Jean-Claude Juncker: Ich habe nicht den Anspruch, die Europa-Politik partout modernisieren zu wollen. Ich weiß es nicht, ob Menschen es als wünschenswert empfinden, das Arbeitsrecht zu zerlegen, den Solidaritätsgedanken negativ zu strapazieren und den sozialen Zusammenhalt der Gesellschaft aufs Spiel zu setzen. 48 Stunden pro Woche zu arbeiten ist keine Modernität. Das halte ich nicht für gut. Die Kontinentaleuropäer wollen das nicht.

Kurier: Fehlt es den Regierungschefs nicht insgesamt an politischem Willen, die EU weiterzubringen?
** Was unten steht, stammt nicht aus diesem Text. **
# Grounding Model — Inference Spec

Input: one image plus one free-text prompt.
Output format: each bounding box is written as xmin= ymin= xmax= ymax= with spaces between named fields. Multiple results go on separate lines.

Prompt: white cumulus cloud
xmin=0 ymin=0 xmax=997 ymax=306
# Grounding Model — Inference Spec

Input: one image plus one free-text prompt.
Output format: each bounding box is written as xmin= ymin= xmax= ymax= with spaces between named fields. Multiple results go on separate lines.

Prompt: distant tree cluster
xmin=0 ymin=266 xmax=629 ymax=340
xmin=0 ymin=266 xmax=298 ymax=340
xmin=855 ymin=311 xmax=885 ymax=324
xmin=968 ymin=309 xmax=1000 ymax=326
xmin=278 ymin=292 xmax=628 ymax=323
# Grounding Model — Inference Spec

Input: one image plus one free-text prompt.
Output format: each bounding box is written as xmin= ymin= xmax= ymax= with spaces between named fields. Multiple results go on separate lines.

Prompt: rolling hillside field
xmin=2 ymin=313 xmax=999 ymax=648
Jean-Claude Juncker: Die Verfassungsreferenden in Frankreich und in den Niederlanden hatten eine bremsende Wirkung. Die Debatte über die Verfassung muss in allen Ländern weiter gehen, um die Kluft zu überwinden zwischen jenen, denen die Integration zu weit und zu schnell geht und jenen, denen es zu langsam geht. Das ist die eigentliche europäische Identitäts-, Richtungs- und Orientierungskrise. Diese Krise wird auch nicht behoben, wenn wir uns bei den Finanzen einigen.

Kurier: Wie geht es mit der Verfassung weiter?
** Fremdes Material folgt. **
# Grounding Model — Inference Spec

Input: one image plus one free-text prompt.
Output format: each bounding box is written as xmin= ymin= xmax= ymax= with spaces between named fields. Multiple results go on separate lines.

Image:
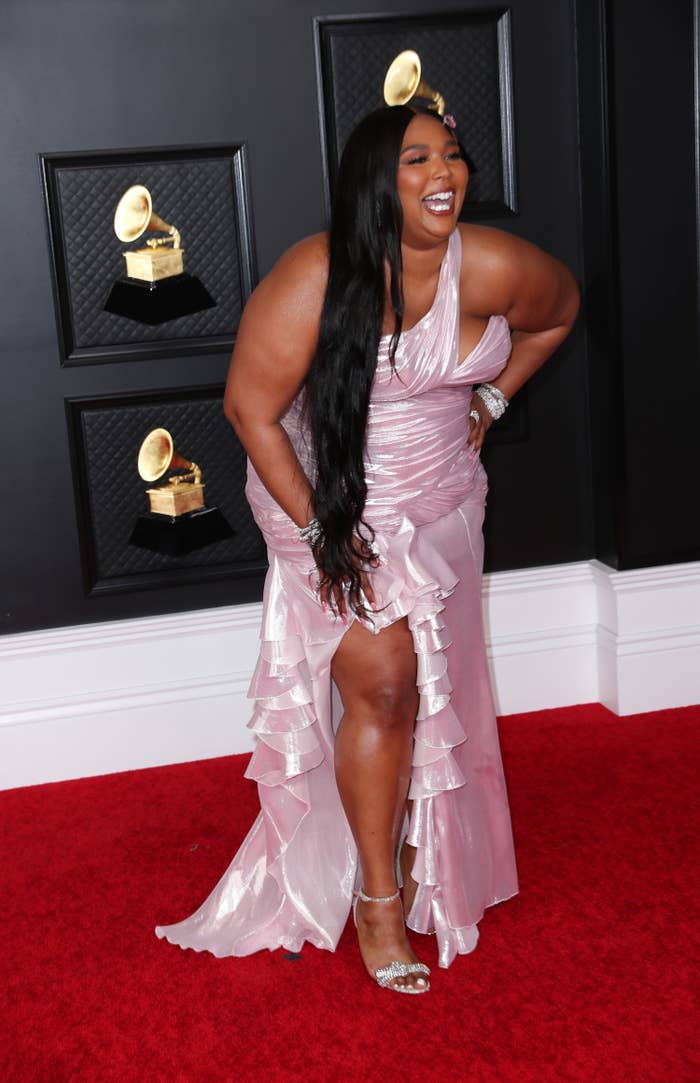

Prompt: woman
xmin=156 ymin=104 xmax=579 ymax=994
Jean-Claude Juncker: Wir haben uns eine Reflexionspause verordnet. Man sieht aber mehr Pause als Reflexion. Ich hoffe sehr, dass Österreichs Ratsvorsitz diese Debatte beleben wird. Ich halte daran fest, dass der Vertrag in allen Mitgliedsstaaten ratifiziert wird, um in der erweiterten Union handlungsfähig zu sein.
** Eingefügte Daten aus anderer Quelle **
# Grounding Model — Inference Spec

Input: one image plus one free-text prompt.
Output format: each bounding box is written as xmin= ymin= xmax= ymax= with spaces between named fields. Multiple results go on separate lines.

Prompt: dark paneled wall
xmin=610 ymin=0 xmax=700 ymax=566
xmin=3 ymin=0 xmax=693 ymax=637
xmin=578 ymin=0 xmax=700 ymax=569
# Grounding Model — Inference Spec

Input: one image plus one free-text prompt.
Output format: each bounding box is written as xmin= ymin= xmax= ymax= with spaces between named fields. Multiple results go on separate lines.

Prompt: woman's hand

Kurier: Wie wollen Sie den Bürgern die Verfassung schmackhaft machen?

Jean-Claude Juncker: Wir sollten uns überlegen, ob wir nicht Teile des Vertrages früher in Kraft setzen, um die Menschen in die Lage zu versetzen, dem Verfassungsvertrag mehr Sympathie entgegenzubringen.

Kurier: Welcher Teil des Verfassungsvertrages soll früher in Kraft treten?

Jean-Claude Juncker: Es gibt eine Kluft zwischen europäischer Politik und der Zustimmung in den Mitgliedsländern. Viele denken, die EU ist wie ein Riese und will alles in Besitz nehmen. Im Vertrag steht, dass ein Drittel der nationalen Parlamente sich zur Wehr setzen können, wenn ein Vorschlag der Kommission die Rechte der Länder oder der Regionen nicht berücksichtigt. Die Kommission muss dann einen neuen Vorschlag erarbeiten. Damit kann man zeigen, dass die Sorgen der Menschen berücksichtigt werden.

Kurier: Was erwarten Sie sich von der österreichischen EU-Präsidentschaft?

Jean-Claude Juncker: Es ist anmaßend, einem Vorsitzland programmatische Vorgaben zu machen. Ich freue mich schon sehr auf den 1. Januar, weil Bundeskanzler Wolfgang Schüssel ein ausgewiesener Europäer mit extrem diplomatischem Geschick ist.